Maine tribe analyses steps to operate casino
The tribe is considering its options after the state’s top court declines a gaming question last week.
US.- The Houlton Band of Maliseet Indians is considering all of its options in order to host a casino in Houlton, Maine. The tribe has been waiting several years to bring a casino to the area, but last week the state Supreme Court decided not to take a stand on tribal gaming’s constitutionality.
Clarissa Sabattis, tribal chief, said earlier this week that the tribe would no longer send a representative to the Maine Legislature in Augusta. This comes after the Supreme Court issued an opinion on a question propounded by the House of Representatives regarding the status of tribal gaming and the permission to conduct such activities without permission from the state. The court determined that the question is not “a serious and immediate nature.”
Tribal Rep. Henry Bear of the Houlton Band of Maliseets said in response to the opinion by the justices of the court that efforts to gain local, state support for their legitimate, but modest, tribal economic development plans were never legally required under current international, treaty, federal or state law.

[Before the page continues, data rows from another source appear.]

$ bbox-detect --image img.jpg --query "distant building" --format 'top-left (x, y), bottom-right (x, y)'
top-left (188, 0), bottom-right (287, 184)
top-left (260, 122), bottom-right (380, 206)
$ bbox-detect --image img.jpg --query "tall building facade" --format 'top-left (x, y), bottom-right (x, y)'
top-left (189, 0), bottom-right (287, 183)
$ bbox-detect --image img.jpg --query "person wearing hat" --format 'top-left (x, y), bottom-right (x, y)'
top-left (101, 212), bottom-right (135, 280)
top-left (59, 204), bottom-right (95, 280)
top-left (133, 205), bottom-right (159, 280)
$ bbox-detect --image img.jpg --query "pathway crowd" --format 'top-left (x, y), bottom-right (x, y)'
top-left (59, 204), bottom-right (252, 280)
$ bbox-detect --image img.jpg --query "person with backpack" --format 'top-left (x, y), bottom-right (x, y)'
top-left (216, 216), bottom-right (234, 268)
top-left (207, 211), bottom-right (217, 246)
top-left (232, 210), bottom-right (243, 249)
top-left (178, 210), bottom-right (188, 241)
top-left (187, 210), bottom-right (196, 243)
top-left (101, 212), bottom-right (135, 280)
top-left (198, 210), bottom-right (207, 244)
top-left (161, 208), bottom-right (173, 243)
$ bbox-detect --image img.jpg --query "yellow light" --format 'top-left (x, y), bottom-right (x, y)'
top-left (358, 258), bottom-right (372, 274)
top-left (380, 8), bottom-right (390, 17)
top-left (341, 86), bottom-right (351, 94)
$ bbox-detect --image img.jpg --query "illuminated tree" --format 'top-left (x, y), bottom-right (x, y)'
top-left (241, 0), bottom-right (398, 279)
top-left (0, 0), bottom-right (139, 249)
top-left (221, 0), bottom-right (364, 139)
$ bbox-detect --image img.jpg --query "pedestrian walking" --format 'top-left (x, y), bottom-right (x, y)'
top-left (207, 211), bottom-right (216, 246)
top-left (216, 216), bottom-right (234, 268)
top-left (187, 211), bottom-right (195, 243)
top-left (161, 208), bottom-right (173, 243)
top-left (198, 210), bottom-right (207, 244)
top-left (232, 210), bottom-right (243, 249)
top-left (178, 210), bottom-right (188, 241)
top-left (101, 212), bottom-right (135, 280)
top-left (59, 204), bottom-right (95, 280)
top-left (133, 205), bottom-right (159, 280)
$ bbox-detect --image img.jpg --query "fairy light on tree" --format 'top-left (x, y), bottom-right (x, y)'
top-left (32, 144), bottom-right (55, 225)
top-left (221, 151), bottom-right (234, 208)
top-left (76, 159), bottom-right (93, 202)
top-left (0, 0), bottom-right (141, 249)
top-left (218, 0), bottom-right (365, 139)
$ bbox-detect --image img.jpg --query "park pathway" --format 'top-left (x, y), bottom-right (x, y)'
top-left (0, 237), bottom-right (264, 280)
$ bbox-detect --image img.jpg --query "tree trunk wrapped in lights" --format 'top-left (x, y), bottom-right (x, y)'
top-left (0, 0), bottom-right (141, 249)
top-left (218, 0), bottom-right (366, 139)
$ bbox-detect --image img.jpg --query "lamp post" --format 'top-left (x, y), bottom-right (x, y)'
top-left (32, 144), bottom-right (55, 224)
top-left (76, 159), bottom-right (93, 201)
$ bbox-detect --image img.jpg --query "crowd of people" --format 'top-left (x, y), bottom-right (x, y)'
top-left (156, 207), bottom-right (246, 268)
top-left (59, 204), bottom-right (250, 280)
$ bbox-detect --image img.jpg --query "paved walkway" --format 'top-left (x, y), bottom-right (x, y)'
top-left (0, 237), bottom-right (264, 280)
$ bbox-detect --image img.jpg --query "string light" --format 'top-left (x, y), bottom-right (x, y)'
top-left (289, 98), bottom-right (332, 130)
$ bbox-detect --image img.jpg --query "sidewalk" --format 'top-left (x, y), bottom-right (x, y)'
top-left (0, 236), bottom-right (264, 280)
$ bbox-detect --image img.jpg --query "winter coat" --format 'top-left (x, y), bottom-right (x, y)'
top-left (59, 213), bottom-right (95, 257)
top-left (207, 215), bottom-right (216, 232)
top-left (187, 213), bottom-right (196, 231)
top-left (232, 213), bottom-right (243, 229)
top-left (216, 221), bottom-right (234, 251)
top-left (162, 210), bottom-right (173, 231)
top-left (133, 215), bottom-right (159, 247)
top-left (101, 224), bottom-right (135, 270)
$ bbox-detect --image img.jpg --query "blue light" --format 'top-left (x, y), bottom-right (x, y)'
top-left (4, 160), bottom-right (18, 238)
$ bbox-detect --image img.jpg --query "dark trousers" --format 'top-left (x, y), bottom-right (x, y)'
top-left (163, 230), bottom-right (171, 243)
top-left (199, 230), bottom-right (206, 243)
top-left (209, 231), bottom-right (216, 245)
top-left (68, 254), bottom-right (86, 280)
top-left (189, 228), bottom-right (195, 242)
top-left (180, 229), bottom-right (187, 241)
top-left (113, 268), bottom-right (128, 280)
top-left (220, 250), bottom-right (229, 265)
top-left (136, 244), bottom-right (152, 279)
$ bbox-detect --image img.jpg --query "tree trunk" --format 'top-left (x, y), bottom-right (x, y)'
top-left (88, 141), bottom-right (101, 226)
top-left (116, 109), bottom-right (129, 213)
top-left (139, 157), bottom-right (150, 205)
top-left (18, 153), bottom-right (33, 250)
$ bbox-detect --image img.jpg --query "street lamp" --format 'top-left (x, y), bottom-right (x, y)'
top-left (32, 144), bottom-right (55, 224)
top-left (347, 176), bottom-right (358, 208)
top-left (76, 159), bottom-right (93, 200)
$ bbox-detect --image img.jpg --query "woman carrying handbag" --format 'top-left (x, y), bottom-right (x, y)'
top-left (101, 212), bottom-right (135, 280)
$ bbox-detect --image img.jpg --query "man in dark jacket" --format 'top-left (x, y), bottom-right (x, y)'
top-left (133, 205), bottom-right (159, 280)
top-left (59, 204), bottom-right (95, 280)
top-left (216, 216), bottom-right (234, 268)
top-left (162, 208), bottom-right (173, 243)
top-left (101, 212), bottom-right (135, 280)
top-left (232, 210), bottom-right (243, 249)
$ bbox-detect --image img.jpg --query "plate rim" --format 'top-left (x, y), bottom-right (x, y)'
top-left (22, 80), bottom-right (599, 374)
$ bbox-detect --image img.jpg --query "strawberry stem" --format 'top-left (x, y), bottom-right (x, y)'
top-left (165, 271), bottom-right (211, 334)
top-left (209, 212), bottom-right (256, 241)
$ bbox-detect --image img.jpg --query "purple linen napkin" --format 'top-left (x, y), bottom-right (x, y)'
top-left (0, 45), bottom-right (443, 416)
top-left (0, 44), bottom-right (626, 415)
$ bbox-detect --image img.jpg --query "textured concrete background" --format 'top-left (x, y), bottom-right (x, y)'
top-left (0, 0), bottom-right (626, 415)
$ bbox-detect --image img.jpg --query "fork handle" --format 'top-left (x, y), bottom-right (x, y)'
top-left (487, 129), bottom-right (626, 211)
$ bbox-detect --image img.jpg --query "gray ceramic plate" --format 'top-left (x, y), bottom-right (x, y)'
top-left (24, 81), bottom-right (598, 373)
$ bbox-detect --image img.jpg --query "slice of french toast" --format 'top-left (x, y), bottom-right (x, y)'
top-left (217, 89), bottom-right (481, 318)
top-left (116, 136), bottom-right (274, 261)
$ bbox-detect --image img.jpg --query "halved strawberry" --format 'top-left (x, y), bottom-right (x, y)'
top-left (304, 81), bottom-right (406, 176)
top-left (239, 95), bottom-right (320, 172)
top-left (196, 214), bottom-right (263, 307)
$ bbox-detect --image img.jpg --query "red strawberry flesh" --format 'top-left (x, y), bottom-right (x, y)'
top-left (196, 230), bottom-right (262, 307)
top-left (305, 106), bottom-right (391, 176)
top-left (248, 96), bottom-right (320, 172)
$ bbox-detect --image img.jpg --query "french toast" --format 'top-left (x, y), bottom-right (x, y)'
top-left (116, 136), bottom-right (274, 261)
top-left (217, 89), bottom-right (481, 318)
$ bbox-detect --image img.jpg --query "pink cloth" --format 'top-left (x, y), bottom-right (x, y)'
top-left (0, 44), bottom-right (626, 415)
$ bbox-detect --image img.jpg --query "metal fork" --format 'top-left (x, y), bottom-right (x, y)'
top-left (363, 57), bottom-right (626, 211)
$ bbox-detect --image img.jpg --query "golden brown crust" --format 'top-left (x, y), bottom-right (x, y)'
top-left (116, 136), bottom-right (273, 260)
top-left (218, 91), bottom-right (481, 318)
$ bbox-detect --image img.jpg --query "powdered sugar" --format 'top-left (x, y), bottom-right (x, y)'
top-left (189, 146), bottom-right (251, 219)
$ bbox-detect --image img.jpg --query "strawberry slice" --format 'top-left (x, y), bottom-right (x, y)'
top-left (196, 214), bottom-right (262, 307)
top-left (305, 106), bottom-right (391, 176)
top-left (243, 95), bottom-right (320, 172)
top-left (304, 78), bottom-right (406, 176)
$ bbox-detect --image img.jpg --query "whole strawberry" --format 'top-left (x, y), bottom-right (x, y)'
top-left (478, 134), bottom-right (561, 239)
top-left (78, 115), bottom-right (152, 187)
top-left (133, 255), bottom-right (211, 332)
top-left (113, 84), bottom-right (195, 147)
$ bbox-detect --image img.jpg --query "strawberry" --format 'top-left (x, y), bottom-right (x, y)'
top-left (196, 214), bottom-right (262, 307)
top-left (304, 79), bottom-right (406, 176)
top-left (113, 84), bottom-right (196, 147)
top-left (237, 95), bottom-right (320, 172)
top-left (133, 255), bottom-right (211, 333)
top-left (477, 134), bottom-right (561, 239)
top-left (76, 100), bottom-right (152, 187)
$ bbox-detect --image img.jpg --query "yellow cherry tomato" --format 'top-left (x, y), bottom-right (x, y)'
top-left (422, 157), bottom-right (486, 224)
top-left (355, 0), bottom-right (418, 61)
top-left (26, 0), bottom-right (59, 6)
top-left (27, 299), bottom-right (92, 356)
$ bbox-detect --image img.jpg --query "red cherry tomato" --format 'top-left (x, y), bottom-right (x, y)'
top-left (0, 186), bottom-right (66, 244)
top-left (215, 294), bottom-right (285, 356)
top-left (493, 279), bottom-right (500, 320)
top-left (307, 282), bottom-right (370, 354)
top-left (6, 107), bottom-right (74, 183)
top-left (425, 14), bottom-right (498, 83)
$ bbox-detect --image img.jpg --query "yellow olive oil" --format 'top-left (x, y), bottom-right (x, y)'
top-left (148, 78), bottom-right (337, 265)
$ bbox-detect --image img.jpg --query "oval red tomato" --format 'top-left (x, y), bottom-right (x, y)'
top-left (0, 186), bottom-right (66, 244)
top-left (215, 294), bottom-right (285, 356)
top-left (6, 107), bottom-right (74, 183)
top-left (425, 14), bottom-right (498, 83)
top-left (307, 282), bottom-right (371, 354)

“In the past six years the Tribe has lost a projected US$100 million in net tribal casino revenues and a hundred, much-needed jobs as a result of this ongoing, jurisdictional situation,” Bear said, according to The County. “Based on an increased awareness of the tribe’s circumstances and the state’s dubious legal position, there was majority support for the question propounded to the Maine Supreme Judicial Court and there remains strong support among Maine legislators for the idea of a tribal casino in our Aroostook region,” he said. “Going forward there is expected to still be tribal gaming efforts even without our presence in the Maine Legislature.